For too long the whole climate change debate has focused at the global level, both in terms of global climate and in relation to the global economic and political system. A Task Force meeting organized in November 2001 by IUCN – The World Conservation Union, the International Institute for Sustainable Development (IISD) and the Stockholm Environment Institute (SEI) was a non-governmental response to the emergence of adaptation as the leading issue in the global climate change debate. It seeks to inform and challenge conventional wisdom in this field, and in particular, to bring together the different perspectives needed for successful adaptation. These perspectives come from four main constituencies—disaster reduction, climate change action, biodiversity conservation, and poverty alleviation—each with their own understandings of and responses to the climate change dilemma. Drawing from each of their experiences and emerging priorities, the Task Force identified the need for an integrated approach to climate change adaptation based on the livelihoods of vulnerable communities (IISD, 2003). The Task Force specified the following areas:

I. To make and demonstrate a compelling case for an alternative approach to climate change adaptation based on vulnerability reduction.

II. Specifically, to promote natural resource based approaches for the reduction of vulnerabilities. These approaches should provide multiple benefits: they should generate immediate economic returns to poor people, sustain and diversify their livelihoods, conserve ecosystems and, where possible, sequester carbon.

III. To offer convincing demonstrations of how on-the-ground livelihood activities can link with policy processes to reduce existing and future climate-related vulnerabilities that poor people face in different parts of the world.

IV. To identify multi-stakeholder, participatory processes that form the basis for the selection, implementation and appraisal of adaptation strategies. It is assumed that national governments, multilateral and bilateral development agencies and banks, the private sector, the scientific community, civil society and other stakeholders will participate in the implementation process.

V. To critique the prevalent policy approach for addressing adaptation, especially the artificial distinction between climate change and climate variability, and the assumption that adaptation needs to focus on global rather than local processes.

The Task Force has tried to present a rationale for adopting an adaptation approach that reduces climate-related vulnerability through ecosystem management and restoration activities that sustain and diversify local livelihoods. This calls for a greater emphasis on micro-level approaches to vulnerability reduction and a closer collaboration between disciplines, agencies and sectors to scale up these activities and integrate them into emerging policy frameworks, needless to mention, with priorities on poverty reduction (IISD, 2003).

Conclusion

There is a need for development and validation of location specific rice-based diversified farming models for both east and west coasts of the country. These models should be cost-effective and environmentally sustainable and can optimize utilization of natural and human resources. Dissemination of rice-based farming systems will need support facilities in terms of capacity building partnership development, market intelligence and micro-finance.

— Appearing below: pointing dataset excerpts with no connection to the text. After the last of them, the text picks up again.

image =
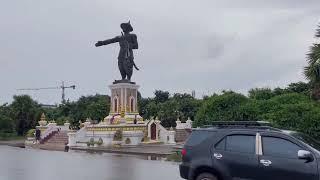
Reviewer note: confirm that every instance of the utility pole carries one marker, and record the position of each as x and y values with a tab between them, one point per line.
62	87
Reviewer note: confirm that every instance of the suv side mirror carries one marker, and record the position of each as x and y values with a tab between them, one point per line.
306	155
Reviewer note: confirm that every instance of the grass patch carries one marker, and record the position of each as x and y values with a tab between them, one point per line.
10	136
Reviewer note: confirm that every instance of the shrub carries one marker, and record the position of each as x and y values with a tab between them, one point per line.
31	132
128	141
118	135
100	142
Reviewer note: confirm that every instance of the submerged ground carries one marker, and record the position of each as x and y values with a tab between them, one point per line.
33	164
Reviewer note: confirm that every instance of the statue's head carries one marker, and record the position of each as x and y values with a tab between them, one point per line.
126	27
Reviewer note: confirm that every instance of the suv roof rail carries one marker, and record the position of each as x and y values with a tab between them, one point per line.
242	124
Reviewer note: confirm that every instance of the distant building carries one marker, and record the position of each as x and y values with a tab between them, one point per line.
193	93
48	106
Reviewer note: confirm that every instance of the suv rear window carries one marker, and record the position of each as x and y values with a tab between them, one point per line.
237	143
197	137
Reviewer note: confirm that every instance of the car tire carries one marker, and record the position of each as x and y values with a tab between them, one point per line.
206	176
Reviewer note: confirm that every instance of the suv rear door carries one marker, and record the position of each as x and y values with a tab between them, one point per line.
279	159
236	153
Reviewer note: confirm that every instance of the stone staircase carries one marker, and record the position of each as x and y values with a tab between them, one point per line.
182	134
57	141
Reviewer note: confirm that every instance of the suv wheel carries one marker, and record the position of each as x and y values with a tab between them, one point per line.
206	176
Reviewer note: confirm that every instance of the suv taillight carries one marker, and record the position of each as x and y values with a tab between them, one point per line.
184	152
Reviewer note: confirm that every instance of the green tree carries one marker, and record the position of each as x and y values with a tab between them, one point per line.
299	87
26	113
161	96
261	93
312	70
225	107
6	122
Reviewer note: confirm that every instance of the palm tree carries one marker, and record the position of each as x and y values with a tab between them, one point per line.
312	70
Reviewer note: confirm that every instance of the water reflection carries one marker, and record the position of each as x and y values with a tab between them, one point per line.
31	164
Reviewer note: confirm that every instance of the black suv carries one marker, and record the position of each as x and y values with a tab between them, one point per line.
249	150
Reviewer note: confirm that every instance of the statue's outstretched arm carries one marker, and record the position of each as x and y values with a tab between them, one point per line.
108	41
134	45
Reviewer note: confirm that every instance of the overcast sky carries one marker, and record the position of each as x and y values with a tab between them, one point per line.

According to Sen (2010), although management of salt affected soil catches immediate attention of all concerned for augmenting productivity in the coastal ecosystem, the various ecological factors discussed above, to speak the least, besides a few others, like under-sea tectonic movement along with off-shore and on-shore protection measures required to be undertaken, demand that it should be mandatory to give a holistic look to their interaction matrix for integrated coastal zone management, and not the management of the salt affected soils alone, to ensure lasting stability of the ecosystem. Finally, climate change is likely to have significant impact on the coastal ecosystem more than other areas impacting the very livelihood system apart from productivity. Drawing of both long term and immediate contingency plans to ensure lasting stability through appropriate conservation and harness of rich bio-resources coupled with efficient disaster management are needs of the hour.